The petition read: “We, the undersigned wish to have a special select committee appointed to conduct hearings to listen to testimony that will either prove or disapprove (sic) alleged discrepancies in the 2020 election in Missoula County and, potentially, in other areas of Montana.”
A special select committee would give legislators subpoena power as well as funding to conduct voter canvassing, Manzella said.
ANDY LARSEN, from Hamilton, was well-versed in the theories presented at the symposium. When Frank went up to speak, Larsen leaned over and said, “Write down ‘2010 Census.’” When Larsen is researching 2020 election fraud claims, he’s often sitting beside his wife in her hospice bed. He watched the 2020 election results from his own Montana hospital bed after breaking both his lower legs and said he will listen if someone tells him they don’t think the election was stolen by Biden.

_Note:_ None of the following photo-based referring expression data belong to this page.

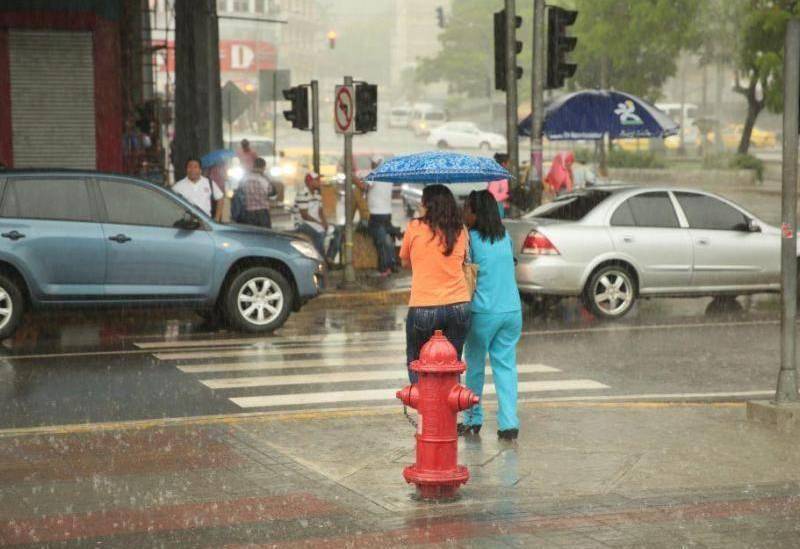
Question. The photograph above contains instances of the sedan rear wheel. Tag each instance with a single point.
(258, 300)
(611, 292)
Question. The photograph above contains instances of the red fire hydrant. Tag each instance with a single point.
(438, 398)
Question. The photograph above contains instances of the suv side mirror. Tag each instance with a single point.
(189, 222)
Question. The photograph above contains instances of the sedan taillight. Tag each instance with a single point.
(538, 244)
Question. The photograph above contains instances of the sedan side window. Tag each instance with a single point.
(646, 210)
(706, 212)
(131, 204)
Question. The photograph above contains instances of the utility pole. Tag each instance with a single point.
(349, 271)
(787, 379)
(315, 124)
(537, 95)
(198, 98)
(511, 89)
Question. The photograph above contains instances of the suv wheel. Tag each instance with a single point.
(610, 293)
(12, 306)
(259, 299)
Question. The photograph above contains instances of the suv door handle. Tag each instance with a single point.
(13, 235)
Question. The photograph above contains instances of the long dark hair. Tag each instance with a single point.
(487, 216)
(442, 215)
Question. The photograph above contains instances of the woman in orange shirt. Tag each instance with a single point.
(434, 248)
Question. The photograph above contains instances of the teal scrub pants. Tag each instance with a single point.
(497, 334)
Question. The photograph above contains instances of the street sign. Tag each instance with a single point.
(270, 84)
(344, 110)
(234, 102)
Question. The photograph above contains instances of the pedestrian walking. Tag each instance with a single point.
(247, 156)
(199, 190)
(499, 188)
(379, 201)
(496, 323)
(435, 248)
(559, 178)
(310, 217)
(251, 206)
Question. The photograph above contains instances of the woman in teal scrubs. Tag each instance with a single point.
(496, 316)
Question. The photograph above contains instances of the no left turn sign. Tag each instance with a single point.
(344, 110)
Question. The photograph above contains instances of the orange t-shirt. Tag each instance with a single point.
(436, 279)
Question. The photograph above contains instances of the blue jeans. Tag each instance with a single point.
(317, 238)
(379, 226)
(422, 322)
(335, 245)
(497, 334)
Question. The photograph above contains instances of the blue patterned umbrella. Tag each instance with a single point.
(214, 157)
(438, 167)
(590, 114)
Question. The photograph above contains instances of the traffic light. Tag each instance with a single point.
(298, 116)
(559, 45)
(366, 108)
(500, 49)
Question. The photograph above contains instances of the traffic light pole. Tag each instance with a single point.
(349, 271)
(787, 379)
(315, 123)
(511, 89)
(537, 97)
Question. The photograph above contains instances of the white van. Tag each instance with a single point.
(425, 119)
(399, 117)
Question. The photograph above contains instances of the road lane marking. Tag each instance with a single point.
(318, 414)
(327, 338)
(389, 394)
(317, 363)
(341, 350)
(528, 333)
(335, 377)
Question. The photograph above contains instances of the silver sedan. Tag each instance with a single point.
(610, 245)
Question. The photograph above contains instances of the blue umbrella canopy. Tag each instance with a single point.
(591, 114)
(214, 157)
(438, 167)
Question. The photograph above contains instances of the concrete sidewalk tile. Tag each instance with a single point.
(66, 527)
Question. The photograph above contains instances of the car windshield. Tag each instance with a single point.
(571, 207)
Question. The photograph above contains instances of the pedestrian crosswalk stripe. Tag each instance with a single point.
(326, 338)
(320, 363)
(365, 395)
(376, 349)
(334, 377)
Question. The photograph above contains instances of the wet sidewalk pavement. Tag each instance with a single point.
(581, 475)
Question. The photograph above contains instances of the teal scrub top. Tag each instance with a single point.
(496, 290)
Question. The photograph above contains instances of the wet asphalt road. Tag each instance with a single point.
(115, 366)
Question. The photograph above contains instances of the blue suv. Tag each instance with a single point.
(89, 238)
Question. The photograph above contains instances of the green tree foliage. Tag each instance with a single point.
(758, 56)
(636, 42)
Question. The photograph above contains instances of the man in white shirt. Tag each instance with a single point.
(379, 200)
(310, 218)
(199, 190)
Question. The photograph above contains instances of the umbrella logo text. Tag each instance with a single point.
(627, 114)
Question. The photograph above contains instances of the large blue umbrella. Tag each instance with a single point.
(438, 167)
(215, 157)
(591, 114)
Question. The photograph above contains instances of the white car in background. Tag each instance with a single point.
(465, 135)
(400, 117)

But based on his research of Frank and others, Larsen said he believes the election was fraudulent. He doesn’t look at a single source, he said. He conducted a thorough investigation, like the police officer he used to be, he said. He signed Manzella’s petition.
The answers and conclusions peddled by people like the speakers at the symposium can give people a sense of enhanced status, Caulfield said. In rumor research, the biggest reason to share a rumor is because people want to be perceived as “a person in the know,” Caulfield said.

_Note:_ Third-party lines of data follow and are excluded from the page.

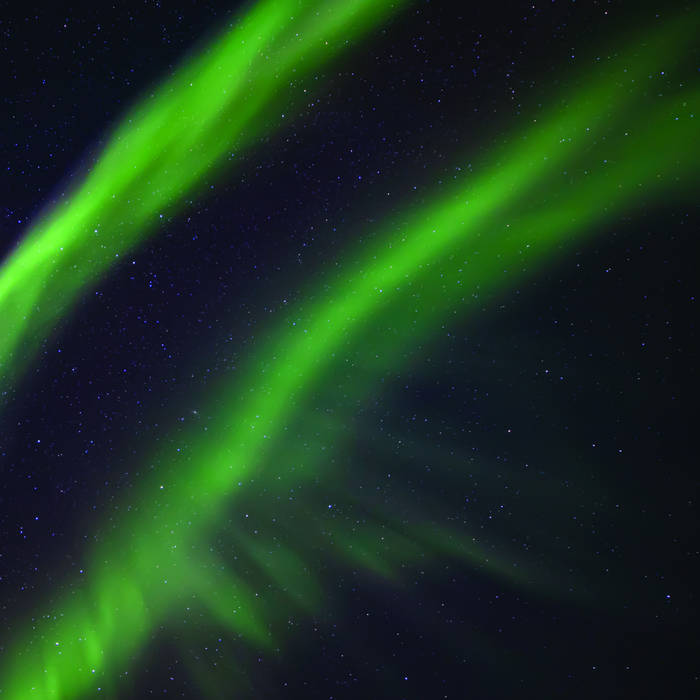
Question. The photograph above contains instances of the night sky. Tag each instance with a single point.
(551, 420)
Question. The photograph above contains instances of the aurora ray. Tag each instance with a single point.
(477, 239)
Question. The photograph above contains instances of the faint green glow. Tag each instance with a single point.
(217, 103)
(615, 142)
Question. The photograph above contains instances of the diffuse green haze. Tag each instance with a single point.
(479, 238)
(217, 103)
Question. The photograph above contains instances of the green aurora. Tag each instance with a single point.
(587, 159)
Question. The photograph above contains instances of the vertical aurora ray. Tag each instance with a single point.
(478, 239)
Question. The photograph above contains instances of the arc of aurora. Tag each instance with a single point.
(97, 629)
(218, 102)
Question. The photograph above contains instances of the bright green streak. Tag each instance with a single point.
(616, 139)
(217, 103)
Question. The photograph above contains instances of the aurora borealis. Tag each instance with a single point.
(244, 515)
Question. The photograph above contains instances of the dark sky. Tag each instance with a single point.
(573, 393)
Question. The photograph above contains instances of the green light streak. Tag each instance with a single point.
(477, 239)
(217, 103)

“You’re showing, hey, look, I got access to information that you don’t,” Caulfield said. “It really does play on this idea of direct verification, that you’re just going to be able to download a spreadsheet from somewhere and plug in a couple of numbers and come to a conclusion.”
It is a really attractive part of these theories, Caulfield said.
However, the unsupported rhetoric about voter fraud getting spread in the mean time may be difficult to walk back. Matthew Roth, a Florence man who attended the symposium, said it would require an “overwhelming” amount of evidence to convince him.
Processes exist for identifying and securing elections that do not have to undermine people’s trust and faith in elections, Caulfield said.
“If you just pull fire alarms around every building in your district to get the fire department to come and see if there is any fire, it’s not going to result in less burning buildings down,” Caulfield said. “It’s going to result in more buildings burning down, because it floods the zone with so much nonsense.”
The audit published by the Montana legislature in August 2020 was one such process. The auditors reviewed physical security of elections and technology assets, such as tabulators, USB flash drives, the computer disconnected from the internet and internet-connected computers. The auditors found inconsistencies between counties in how they met security standards.
“While this indicates risks exist, it does not indicate where risks have been exploited,” according to the report.
For instance, auditors found that as of March 2020, 25 counties had not taken security awareness training.
“It is clear that close to half of the county election officials may not be aware of important security controls and the risks facing elections today,” according to the audit.
At the time, Secretary of State Stapleton concurred with the findings in the audit and said his office would take steps to implement the recommendations. In his letter about the report, he thanked auditors for their professionalism and willingness to discuss recommendations.
“The Office of the Secretary of State regards the audit process as an opportunity to improve the agency’s operations and performance,” Stapleton wrote.